Sometimes, science fiction is also science fact.
Katherine Wyman of the Harvard-Smithsonian Center for Astrophysics (CfA), began her Thursday night discussion, "Dark Cloud Encounters," by recalling a 2003 episode of the revived "Twilight Zone" television series called "Sunrise," during which the sun was blocked by a dark cloud, devastating the Earth's climate.
Such "clouds of gas and dust between stars" do exist, Wyman told a packed Phillips Auditorium, and they do indeed have the potential to alter the climate. Wyman spoke as part of the CfA's observatory nights, which invite the general public to hear about topics in astrophysics every third Thursday of the month.
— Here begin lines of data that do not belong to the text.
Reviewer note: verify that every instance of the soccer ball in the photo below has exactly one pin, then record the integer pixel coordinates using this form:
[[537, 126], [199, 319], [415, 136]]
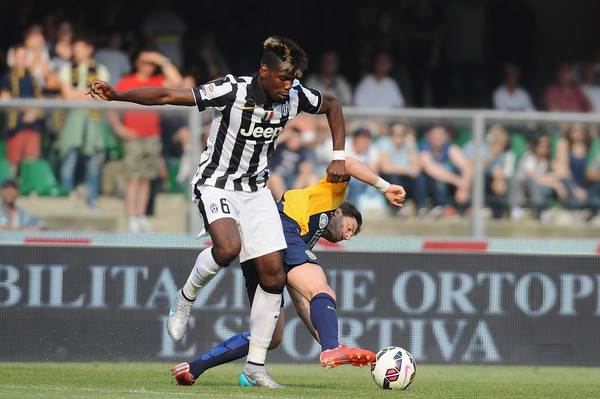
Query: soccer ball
[[393, 368]]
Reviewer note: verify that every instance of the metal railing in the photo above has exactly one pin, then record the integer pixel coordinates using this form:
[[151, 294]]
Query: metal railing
[[478, 120]]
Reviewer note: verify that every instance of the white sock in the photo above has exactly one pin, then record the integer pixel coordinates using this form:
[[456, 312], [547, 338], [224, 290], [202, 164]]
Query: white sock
[[204, 270], [263, 316]]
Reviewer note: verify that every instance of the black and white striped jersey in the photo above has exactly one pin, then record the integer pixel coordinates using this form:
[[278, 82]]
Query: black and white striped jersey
[[244, 130]]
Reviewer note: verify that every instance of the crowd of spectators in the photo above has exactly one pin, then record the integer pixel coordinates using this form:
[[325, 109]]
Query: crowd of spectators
[[57, 55]]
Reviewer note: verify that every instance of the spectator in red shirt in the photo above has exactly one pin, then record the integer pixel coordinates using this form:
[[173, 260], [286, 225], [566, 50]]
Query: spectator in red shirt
[[565, 95], [141, 131]]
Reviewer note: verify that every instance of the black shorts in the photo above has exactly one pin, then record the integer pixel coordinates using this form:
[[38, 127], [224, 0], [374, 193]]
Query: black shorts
[[296, 253]]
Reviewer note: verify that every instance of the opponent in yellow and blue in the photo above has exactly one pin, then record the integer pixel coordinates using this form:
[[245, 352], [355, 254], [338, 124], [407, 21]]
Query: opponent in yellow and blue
[[306, 215]]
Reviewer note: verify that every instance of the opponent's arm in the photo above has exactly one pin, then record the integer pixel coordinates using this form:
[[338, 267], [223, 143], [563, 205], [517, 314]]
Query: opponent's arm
[[332, 108], [144, 95], [395, 194]]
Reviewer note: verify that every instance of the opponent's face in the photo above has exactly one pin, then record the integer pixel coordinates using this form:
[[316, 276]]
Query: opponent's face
[[275, 84], [340, 227]]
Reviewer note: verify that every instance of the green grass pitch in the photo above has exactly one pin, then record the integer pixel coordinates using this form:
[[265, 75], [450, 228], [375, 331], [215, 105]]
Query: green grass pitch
[[153, 380]]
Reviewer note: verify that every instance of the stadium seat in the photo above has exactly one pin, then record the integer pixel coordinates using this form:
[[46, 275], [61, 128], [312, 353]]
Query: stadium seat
[[518, 144], [594, 149], [5, 170], [172, 184], [463, 137], [37, 176]]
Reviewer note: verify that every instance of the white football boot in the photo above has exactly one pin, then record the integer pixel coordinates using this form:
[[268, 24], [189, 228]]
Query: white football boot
[[178, 317]]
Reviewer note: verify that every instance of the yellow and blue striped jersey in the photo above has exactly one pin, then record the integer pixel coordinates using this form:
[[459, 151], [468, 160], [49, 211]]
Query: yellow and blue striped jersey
[[312, 207]]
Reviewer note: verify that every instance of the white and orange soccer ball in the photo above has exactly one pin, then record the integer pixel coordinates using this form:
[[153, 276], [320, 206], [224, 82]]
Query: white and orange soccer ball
[[394, 368]]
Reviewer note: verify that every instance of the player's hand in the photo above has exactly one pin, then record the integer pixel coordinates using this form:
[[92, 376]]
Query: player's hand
[[336, 171], [100, 89], [395, 195]]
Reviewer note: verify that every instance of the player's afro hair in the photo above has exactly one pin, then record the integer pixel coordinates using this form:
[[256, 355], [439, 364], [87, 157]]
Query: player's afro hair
[[284, 54]]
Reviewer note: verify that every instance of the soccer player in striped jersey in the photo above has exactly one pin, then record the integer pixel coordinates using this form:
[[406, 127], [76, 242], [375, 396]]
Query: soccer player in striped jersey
[[230, 183], [307, 215]]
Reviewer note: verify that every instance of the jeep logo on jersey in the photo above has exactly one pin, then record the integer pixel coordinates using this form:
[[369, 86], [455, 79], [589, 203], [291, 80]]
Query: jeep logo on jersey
[[258, 131]]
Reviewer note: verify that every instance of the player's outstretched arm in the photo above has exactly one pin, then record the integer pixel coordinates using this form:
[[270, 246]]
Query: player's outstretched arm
[[100, 89], [395, 194], [332, 108]]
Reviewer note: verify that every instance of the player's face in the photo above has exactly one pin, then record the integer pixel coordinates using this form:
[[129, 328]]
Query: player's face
[[340, 227], [275, 84]]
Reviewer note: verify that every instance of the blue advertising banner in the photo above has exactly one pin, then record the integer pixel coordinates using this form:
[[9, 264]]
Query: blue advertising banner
[[79, 303]]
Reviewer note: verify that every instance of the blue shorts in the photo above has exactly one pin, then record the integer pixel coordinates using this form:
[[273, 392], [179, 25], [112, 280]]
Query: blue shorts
[[296, 253]]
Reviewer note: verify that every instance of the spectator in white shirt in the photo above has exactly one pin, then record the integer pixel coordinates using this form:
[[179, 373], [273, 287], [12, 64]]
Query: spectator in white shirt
[[510, 96], [378, 90], [589, 86]]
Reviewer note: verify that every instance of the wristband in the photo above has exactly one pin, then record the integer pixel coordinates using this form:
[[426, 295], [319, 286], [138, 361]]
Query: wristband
[[381, 185], [339, 155]]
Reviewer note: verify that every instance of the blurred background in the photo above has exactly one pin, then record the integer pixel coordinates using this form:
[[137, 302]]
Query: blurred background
[[485, 111], [418, 79]]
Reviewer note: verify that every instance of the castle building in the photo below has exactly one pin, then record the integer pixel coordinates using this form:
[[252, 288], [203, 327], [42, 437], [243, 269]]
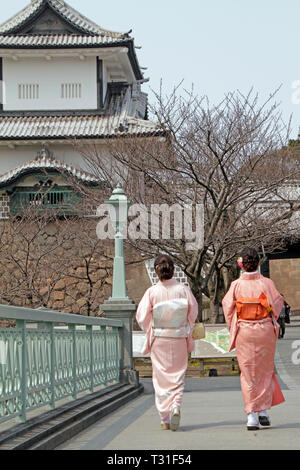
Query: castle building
[[63, 78]]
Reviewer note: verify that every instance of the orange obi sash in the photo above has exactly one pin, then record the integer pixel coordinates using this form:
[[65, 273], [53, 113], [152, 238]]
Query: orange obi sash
[[253, 308]]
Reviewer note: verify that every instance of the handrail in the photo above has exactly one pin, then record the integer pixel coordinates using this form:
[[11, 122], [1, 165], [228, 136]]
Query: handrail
[[41, 365], [52, 316]]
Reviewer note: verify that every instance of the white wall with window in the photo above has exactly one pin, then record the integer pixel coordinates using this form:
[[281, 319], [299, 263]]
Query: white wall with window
[[62, 83]]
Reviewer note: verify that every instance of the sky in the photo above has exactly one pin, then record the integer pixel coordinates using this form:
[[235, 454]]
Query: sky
[[216, 46]]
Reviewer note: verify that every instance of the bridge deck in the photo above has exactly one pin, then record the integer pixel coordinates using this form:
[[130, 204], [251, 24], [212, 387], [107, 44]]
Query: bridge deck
[[212, 416]]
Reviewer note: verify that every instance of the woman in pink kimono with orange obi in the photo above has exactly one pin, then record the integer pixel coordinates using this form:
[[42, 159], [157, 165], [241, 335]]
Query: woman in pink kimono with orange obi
[[167, 313], [251, 308]]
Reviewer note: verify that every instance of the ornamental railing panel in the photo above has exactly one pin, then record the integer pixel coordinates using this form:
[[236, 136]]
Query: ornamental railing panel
[[46, 356]]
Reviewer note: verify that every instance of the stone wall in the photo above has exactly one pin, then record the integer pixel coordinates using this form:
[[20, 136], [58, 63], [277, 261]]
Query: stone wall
[[286, 275]]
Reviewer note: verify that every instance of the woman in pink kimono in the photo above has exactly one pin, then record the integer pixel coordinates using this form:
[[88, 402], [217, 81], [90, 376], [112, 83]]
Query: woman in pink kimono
[[251, 308], [167, 313]]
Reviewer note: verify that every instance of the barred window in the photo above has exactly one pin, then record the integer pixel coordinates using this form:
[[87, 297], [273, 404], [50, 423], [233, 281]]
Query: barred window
[[71, 91], [28, 91]]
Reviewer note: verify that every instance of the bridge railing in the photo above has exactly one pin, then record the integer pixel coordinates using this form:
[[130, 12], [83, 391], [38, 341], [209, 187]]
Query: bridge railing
[[46, 356]]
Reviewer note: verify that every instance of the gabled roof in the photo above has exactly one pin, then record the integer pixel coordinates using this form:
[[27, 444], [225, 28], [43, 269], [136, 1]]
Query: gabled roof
[[45, 162], [73, 31], [82, 24]]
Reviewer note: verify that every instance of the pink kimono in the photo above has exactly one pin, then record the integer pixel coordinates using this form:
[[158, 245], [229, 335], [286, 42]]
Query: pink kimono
[[167, 314], [255, 342]]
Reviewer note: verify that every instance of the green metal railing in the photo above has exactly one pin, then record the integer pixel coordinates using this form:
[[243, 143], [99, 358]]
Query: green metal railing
[[47, 356]]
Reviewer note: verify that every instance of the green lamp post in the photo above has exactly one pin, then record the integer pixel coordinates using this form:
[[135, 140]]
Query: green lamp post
[[119, 305]]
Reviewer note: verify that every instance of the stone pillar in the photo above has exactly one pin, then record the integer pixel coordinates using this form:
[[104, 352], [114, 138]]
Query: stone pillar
[[119, 305]]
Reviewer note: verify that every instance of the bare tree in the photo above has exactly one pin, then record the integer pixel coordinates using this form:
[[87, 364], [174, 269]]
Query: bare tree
[[53, 260], [231, 159]]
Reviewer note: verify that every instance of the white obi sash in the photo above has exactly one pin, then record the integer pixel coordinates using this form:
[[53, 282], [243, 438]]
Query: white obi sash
[[170, 318]]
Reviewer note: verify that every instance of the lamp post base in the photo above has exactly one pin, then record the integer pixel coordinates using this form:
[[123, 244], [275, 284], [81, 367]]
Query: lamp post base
[[123, 309]]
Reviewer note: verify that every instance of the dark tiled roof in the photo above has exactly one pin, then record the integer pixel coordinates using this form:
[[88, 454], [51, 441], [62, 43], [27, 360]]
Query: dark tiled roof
[[60, 40], [64, 10]]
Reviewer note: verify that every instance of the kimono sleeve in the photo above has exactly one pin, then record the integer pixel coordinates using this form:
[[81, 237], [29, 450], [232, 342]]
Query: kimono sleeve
[[228, 304], [276, 299], [144, 311], [193, 308]]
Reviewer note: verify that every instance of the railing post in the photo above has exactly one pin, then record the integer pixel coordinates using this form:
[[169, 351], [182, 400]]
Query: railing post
[[73, 329], [50, 328], [90, 329], [103, 329], [21, 324]]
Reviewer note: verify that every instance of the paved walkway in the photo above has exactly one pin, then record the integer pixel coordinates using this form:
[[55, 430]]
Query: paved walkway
[[212, 415]]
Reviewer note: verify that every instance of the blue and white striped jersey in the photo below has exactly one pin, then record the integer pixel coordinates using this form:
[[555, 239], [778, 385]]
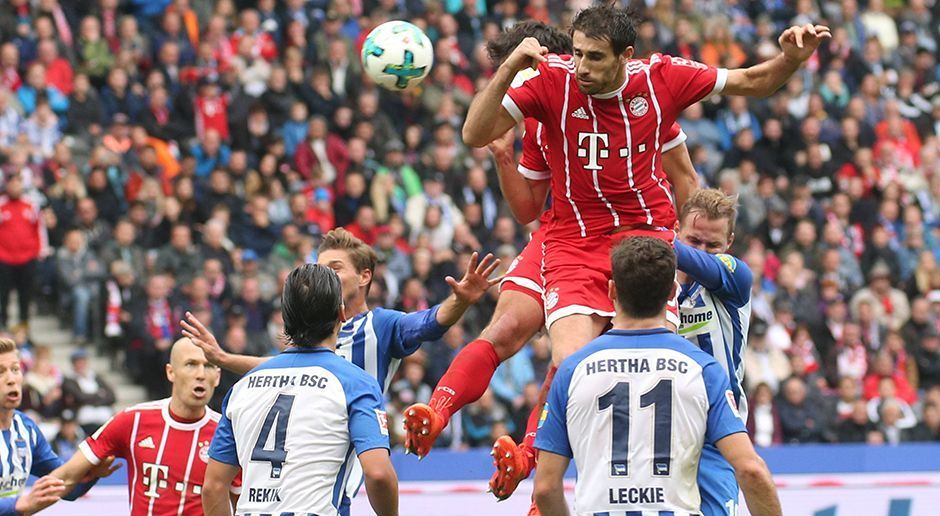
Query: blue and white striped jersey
[[378, 339], [634, 408], [715, 310], [26, 452], [294, 425]]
Wyman has studied these "dark clouds" between stars (which Wyman also termed interstellar medium or "ISM") to learn how far away they are from Earth, as well as "how fast the clouds are moving, their temperature, and their density." Conducting research using the massive Harlan J. Smith Telescope ("it's larger than the Hubble Space Telescope," Wyman noted) at the Texas-based McDonald Observatory, Wyman meticulously observed how some of these dark clouds blocked the light coming from particular stars.
Wyman explained that the star called the sun gives off gas, wind, and particles, creating a "bubble" called the heliosphere. The heliosphere is dynamic, she said. "It can get bigger or smaller" depending on the density of the ISM surrounding it. The heliosphere shrinks with increases in density, something that the dark clouds can cause.